US ducks Saddam trial timetable
The US has avoided committing itself to a timetable to hand over ex-President Saddam Hussein to Iraqi authorities.
A White House spokesman insisted that Saddam Hussein would face Iraqi justice "at the appropriate time" but refused to be drawn into setting a date.
Iraqi interim government members have said they expect the former leadership to be given to them before the handover of sovereignty on 30 June.
The Red Cross has said he must be freed or charged before the end of June.
On Monday, Iraq's interim prime minister, Iyad Allawi, told al-Jazeera television that the handover would take place "within the next two weeks".
Likely charges for Saddam
The head of Iraq's special tribunal on war crimes, Salem Chalabi, said the country would "very shortly" have the proper facilities to detain Saddam Hussein.
Mr Chalabi said the Iraqi authorities were also preparing to issue arrest warrants for the country's former rulers.
The US-led coalition would hand them over "provided we show arrest warrants based on reasonable grounds", he told the French news agency, AFP.
The Red Cross insisted on Sunday that the former Iraqi leader, designated a POW, cannot continue to be held by US forces after the conflict ends.
"His case is the same as all other prisoners of war," said Nadia Doumani, who speaks for the International Committee of the Red Cross in Baghdad.
The US expects to hold thousands of Iraqis after 30 June
Geneva Conventions state that if POWs are only being held because they are enemy combatants - not charged with any crime - they have to be released when the conflict ends.
"Saddam Hussein can be convicted for war crimes, for crimes against humanity ... then he can be tried and prosecuted," said Ms Doumani.
"If he is not charged, then the law says that at the end of war, of occupation, he should be released," she added.

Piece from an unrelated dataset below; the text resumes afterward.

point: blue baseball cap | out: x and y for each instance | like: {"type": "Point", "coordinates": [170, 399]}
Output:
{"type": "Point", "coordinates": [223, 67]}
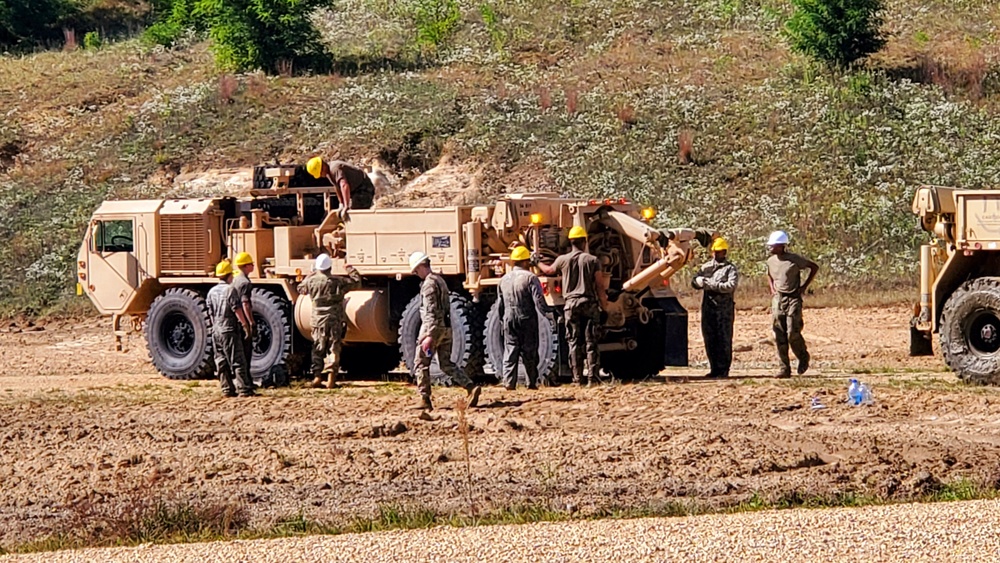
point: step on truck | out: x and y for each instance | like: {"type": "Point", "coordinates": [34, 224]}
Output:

Saddam Hussein has been held at an undisclosed location since his capture by US forces in December and is being interrogated by the CIA and FBI.
He is expected to face charges of genocide and crimes against humanity.
The ICRC has paid two humanitarian visits to check the conditions under which he is being held.
The US army has said it will transfer up to 1,400 prisoners to Iraqi custody before 30 June - or release them entirely.
However, it plans to continue holding between 4,000 and 5,000 prisoners whom it has deemed a threat to the coalition.
About 400 prisoners were freed from Abu Ghraib on Monday and dozens of others have been informed of their impending release.